Arrest van het Hof (Eerste kamer) van 28 februari 2013 - Europese Commissie / Republiek Oostenrijk
(Zaak C-555/10)
(Niet-nakoming - Vervoer - Ontwikkeling van spoorwegen in Gemeenschap - Richtlijn 91/440/EEG - Artikel 6, lid 3, en bijlage II - Richtlijn 2001/14/EG - Artikelen 4, lid 2, en 14, lid 2 - Infrastructuurbeheerder - Onafhankelijkheid in organisatorisch opzicht voor besluitvorming - Holdingstructuur - Onvolledige uitvoering)
Procestaal: Duits
Partijen
Verzoekende partij: Europese Commissie (vertegenwoordigers: H. Støvlbæk, B. Simon, G. Braun en R. Vidal Puig, gemachtigden)

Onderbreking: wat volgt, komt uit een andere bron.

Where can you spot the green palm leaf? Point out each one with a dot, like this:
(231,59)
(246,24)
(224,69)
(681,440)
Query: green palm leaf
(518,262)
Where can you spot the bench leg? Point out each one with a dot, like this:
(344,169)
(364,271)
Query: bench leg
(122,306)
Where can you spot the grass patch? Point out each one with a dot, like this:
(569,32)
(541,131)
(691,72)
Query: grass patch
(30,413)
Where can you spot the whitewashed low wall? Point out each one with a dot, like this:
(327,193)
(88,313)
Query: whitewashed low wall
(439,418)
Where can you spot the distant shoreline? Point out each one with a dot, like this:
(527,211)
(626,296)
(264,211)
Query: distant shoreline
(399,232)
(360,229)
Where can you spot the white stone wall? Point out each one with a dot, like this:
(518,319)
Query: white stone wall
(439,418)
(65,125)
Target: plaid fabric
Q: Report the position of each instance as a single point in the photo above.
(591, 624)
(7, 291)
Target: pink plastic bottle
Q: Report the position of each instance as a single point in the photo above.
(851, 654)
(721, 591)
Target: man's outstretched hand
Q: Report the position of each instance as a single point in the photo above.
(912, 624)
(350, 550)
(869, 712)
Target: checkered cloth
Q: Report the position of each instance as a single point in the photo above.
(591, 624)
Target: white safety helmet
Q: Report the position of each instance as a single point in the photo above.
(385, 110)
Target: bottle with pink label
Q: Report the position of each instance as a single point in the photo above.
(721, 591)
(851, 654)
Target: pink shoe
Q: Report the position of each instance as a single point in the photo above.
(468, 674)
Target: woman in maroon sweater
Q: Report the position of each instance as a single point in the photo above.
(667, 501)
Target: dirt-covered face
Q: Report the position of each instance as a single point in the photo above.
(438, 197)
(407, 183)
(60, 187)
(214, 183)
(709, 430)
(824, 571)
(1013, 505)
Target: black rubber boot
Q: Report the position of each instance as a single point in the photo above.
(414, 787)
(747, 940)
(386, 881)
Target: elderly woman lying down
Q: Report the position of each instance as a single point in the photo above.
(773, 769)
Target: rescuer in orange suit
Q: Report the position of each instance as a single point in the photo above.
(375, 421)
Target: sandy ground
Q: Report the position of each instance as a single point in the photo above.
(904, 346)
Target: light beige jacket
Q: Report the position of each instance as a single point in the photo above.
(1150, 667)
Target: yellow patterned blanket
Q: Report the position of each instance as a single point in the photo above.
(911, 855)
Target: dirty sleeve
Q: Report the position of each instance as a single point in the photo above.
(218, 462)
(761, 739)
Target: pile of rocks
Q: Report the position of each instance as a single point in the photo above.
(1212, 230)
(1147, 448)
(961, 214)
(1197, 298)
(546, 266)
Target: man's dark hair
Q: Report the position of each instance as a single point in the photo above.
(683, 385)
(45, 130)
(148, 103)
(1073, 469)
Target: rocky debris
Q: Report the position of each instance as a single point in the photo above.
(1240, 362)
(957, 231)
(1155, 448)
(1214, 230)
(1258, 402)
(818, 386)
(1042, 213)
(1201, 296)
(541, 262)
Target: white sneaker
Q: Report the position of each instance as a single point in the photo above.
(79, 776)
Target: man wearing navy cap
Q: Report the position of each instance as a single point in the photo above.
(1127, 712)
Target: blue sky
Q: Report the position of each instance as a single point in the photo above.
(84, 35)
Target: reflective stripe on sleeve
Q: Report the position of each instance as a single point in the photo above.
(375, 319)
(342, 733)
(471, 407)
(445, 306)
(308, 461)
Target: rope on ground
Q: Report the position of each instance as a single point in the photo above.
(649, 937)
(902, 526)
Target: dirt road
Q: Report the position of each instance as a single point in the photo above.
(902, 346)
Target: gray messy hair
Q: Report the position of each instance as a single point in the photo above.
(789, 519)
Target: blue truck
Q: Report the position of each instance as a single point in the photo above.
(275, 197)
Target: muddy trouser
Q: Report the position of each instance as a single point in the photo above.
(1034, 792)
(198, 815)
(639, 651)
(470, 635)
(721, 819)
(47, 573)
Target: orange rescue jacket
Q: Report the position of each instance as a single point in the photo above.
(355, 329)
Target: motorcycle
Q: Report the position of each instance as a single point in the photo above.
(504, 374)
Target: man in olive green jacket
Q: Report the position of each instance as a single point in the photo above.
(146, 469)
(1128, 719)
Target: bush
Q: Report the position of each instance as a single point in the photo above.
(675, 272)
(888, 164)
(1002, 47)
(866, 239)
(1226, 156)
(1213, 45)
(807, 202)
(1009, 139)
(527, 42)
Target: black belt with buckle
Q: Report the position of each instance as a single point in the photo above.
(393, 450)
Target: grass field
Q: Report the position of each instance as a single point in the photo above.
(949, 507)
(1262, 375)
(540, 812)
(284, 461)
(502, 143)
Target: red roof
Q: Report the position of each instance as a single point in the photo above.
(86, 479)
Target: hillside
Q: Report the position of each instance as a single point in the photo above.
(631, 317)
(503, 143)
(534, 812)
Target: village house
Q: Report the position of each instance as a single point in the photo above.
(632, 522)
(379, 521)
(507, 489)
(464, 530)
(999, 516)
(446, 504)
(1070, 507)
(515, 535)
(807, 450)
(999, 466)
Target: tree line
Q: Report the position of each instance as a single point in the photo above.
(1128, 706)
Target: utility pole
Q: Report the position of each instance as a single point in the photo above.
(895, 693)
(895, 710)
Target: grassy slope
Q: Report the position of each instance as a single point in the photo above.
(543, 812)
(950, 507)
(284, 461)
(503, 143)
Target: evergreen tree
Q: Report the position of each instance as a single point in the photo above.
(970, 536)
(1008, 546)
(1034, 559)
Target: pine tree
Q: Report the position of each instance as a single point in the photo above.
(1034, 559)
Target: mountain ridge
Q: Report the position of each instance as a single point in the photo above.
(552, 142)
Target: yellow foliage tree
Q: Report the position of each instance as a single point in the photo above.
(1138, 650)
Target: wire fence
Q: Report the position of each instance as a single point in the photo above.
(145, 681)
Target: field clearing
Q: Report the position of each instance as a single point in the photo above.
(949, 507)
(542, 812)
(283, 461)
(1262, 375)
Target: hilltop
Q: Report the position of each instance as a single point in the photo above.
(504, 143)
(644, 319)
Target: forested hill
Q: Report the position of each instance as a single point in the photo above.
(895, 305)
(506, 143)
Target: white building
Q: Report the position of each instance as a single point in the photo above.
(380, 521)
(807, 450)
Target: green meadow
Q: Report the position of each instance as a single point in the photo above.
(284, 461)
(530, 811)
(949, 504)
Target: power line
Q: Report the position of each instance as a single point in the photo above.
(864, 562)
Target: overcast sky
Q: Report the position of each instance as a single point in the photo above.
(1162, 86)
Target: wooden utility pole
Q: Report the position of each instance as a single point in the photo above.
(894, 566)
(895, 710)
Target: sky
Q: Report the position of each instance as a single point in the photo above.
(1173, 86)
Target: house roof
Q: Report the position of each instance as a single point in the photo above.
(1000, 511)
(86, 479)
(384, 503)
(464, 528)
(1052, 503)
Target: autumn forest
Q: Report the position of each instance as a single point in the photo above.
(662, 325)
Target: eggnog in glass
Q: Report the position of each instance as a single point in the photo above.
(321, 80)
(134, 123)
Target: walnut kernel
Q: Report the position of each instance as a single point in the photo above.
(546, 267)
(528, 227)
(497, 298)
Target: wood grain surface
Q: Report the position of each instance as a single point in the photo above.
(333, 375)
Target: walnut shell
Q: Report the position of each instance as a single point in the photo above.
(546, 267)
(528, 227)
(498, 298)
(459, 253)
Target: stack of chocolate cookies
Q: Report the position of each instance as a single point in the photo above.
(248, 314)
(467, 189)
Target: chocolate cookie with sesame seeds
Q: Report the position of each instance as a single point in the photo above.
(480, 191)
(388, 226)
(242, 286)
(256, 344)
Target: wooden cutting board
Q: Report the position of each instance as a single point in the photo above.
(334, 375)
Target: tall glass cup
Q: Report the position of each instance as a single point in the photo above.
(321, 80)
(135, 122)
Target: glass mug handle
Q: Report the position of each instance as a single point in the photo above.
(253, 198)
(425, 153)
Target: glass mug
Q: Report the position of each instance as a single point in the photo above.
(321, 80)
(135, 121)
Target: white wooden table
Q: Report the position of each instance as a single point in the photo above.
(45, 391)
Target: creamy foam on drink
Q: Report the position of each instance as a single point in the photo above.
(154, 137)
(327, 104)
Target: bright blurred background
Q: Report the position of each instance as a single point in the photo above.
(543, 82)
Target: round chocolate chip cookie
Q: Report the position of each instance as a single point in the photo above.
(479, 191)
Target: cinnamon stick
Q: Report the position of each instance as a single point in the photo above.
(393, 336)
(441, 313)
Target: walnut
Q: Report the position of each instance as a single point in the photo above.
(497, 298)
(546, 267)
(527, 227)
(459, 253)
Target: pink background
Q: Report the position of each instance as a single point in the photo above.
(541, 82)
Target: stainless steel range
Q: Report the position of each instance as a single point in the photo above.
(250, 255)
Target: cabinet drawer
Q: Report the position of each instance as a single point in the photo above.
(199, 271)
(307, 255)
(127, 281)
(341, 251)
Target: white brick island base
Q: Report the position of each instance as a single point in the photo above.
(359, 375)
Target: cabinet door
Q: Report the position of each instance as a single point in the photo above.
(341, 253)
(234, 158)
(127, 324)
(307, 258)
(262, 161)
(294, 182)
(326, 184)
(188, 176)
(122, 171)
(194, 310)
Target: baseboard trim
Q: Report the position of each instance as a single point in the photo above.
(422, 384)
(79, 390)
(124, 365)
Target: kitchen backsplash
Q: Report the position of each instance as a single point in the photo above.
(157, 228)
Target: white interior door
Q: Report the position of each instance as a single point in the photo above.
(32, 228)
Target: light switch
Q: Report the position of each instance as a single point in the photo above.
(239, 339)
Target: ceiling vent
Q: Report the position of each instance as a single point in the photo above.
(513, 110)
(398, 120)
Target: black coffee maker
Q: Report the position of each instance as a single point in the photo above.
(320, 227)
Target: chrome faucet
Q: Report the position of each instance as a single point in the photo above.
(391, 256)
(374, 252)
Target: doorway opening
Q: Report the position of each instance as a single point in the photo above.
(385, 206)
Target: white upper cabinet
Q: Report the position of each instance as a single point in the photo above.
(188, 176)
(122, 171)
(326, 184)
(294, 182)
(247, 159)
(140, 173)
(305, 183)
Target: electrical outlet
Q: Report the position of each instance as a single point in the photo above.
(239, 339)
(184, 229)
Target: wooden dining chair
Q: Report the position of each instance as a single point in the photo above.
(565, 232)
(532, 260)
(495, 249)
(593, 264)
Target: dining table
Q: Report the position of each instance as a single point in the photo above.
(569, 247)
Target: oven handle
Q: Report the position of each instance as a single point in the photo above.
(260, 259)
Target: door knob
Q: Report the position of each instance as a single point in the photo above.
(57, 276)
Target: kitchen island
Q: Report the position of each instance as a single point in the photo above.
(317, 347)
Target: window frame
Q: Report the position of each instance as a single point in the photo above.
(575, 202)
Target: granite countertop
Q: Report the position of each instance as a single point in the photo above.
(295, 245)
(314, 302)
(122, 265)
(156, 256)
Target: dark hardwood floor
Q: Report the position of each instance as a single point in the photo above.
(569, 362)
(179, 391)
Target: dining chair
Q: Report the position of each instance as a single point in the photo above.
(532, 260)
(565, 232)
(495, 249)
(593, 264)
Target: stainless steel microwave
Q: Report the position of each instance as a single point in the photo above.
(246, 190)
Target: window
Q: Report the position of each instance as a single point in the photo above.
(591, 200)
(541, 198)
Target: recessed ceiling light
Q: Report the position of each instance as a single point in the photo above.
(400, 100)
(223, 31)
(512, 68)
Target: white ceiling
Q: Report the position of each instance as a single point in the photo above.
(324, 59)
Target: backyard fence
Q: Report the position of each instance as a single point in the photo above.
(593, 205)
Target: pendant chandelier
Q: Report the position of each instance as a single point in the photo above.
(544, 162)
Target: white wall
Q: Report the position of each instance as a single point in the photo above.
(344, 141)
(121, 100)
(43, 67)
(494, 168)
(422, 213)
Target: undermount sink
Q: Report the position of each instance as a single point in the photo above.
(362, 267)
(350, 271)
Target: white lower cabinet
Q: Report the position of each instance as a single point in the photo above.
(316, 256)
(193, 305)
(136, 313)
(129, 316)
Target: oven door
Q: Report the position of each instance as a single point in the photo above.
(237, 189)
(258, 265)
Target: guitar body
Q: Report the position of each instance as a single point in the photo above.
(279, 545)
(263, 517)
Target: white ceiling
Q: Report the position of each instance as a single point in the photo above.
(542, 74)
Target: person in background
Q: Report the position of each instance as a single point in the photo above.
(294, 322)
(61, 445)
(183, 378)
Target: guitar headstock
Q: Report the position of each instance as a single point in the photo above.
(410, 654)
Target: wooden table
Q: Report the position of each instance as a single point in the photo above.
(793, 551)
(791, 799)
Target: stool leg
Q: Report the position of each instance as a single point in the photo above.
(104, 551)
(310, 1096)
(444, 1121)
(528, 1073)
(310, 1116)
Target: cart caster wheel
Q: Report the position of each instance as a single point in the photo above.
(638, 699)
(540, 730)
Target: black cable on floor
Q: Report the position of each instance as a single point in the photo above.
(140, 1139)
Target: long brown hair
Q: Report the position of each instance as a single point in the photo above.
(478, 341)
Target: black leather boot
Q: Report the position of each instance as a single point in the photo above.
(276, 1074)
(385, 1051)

Verwerende partij: Republiek Oostenrijk (vertegenwoordigers: C. Pesendorfer en U. Zechner, gemachtigden)
Interveniënte aan de zijde van verwerende partij: Italiaanse Republiek (vertegenwoordigers: G. Palmieri, gemachtigde, bijgestaan door S. Fiorentino, avvocato dello Stato)
Voorwerp
Niet-nakoming - Verzuim om binnen de gestelde termijn alle noodzakelijke bepalingen vast te stellen om te voldoen aan artikel 6, lid 3, van richtlijn 91/440/EEG van de Raad van 29 juli 1991 betreffende de ontwikkeling van de spoorwegen in de Gemeenschap (PB L 237, blz. 25) en bijlage II bij deze richtlijn alsook aan de artikelen 4, lid 2, en 14, lid 2, van richtlijn 2001/14/EG van het Europees Parlement en de Raad van 26 februari 2001 inzake de toewijzing van spoorweginfrastructuurcapaciteit en de heffing van rechten voor het gebruik van spoorweginfrastructuur alsmede inzake veiligheidscertificering (PB L 75, blz. 29)
Dictum
Het beroep wordt verworpen.
De Europese Commissie wordt verwezen in de kosten.
De Italiaanse Republiek zal haar eigen kosten dragen.
____________1 - PB C 30 van 29.1.2011.